General characteristics
- Class & type: San Antonio-class amphibious transport dock
- Displacement: 25,000 tons full
- Length: 208.5 m (684 ft) overall; 201.4 m (661 ft) waterline;
- Beam: 31.9 m (105 ft) extreme; 29.5 m (97 ft) waterline;
- Draft: 7 m (23 ft)
- Propulsion: Four Colt-Pielstick diesel engines, two shafts, 40,000 hp (30 MW)
- Speed: 22 knots (41 km/h)
- Boats & landing craft carried: 2 x LCACs (air cushion) or; 1 x LCU (conventional);
- Capacity: 699 (66 officers, 633 enlisted); surge to 800 total.
- Complement: 28 officers, 333 enlisted
- Armament: 2 x 30 mm Bushmaster II cannons, for surface threat defense;; 2 x Rolling Airframe Missile launchers for air defense;
- Aircraft carried: Two MV-22 tilt rotor aircraft may be launched or recovered simultaneously.

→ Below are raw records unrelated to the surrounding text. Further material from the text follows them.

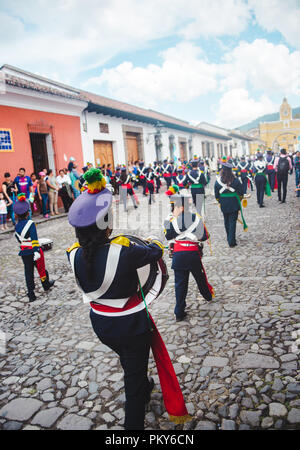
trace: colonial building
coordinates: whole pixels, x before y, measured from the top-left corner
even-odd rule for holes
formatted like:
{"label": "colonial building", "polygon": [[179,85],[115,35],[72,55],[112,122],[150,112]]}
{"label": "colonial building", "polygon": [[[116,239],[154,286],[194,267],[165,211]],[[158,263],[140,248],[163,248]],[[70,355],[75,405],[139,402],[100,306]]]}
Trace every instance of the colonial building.
{"label": "colonial building", "polygon": [[218,133],[226,139],[225,143],[220,142],[220,139],[214,139],[212,145],[217,149],[215,156],[232,156],[240,157],[250,154],[250,144],[252,138],[241,133],[239,130],[228,130],[217,125],[212,125],[207,122],[201,122],[197,125],[198,128],[209,130],[214,133]]}
{"label": "colonial building", "polygon": [[289,153],[298,149],[300,119],[293,118],[292,108],[286,98],[280,106],[279,120],[260,123],[259,135],[267,147],[275,152],[280,148],[285,148]]}
{"label": "colonial building", "polygon": [[249,143],[251,155],[255,155],[258,150],[262,153],[267,150],[267,143],[259,137],[259,128],[252,128],[247,132],[247,135],[252,138]]}
{"label": "colonial building", "polygon": [[57,173],[71,156],[81,168],[80,91],[8,65],[0,74],[0,179],[21,167]]}
{"label": "colonial building", "polygon": [[89,101],[82,113],[84,160],[97,164],[132,164],[153,161],[189,160],[194,154],[217,156],[217,143],[230,139],[216,131],[194,127],[188,122],[157,111],[81,92]]}

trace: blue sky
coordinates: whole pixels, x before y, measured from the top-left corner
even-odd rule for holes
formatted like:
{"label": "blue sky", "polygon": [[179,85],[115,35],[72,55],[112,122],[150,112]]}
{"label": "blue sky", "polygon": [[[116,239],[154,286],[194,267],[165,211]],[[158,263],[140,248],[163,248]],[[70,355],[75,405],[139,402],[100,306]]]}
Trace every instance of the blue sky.
{"label": "blue sky", "polygon": [[300,0],[0,0],[0,64],[228,128],[300,106]]}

= USS Harrisburg (LPD-30) =

San Antonio-class amphibious transport dock

USS Harrisburg (LPD-30) will be the 14th San Antonio-class amphibious transport dock ship of the United States Navy. She will be the second ship in naval service named after the city of Harrisburg, Pennsylvania. Harrisburg is being built at Pascagoula, Mississippi, by Ingalls Shipbuilding. The ship will be the first Flight II variant of the San Antonio-class.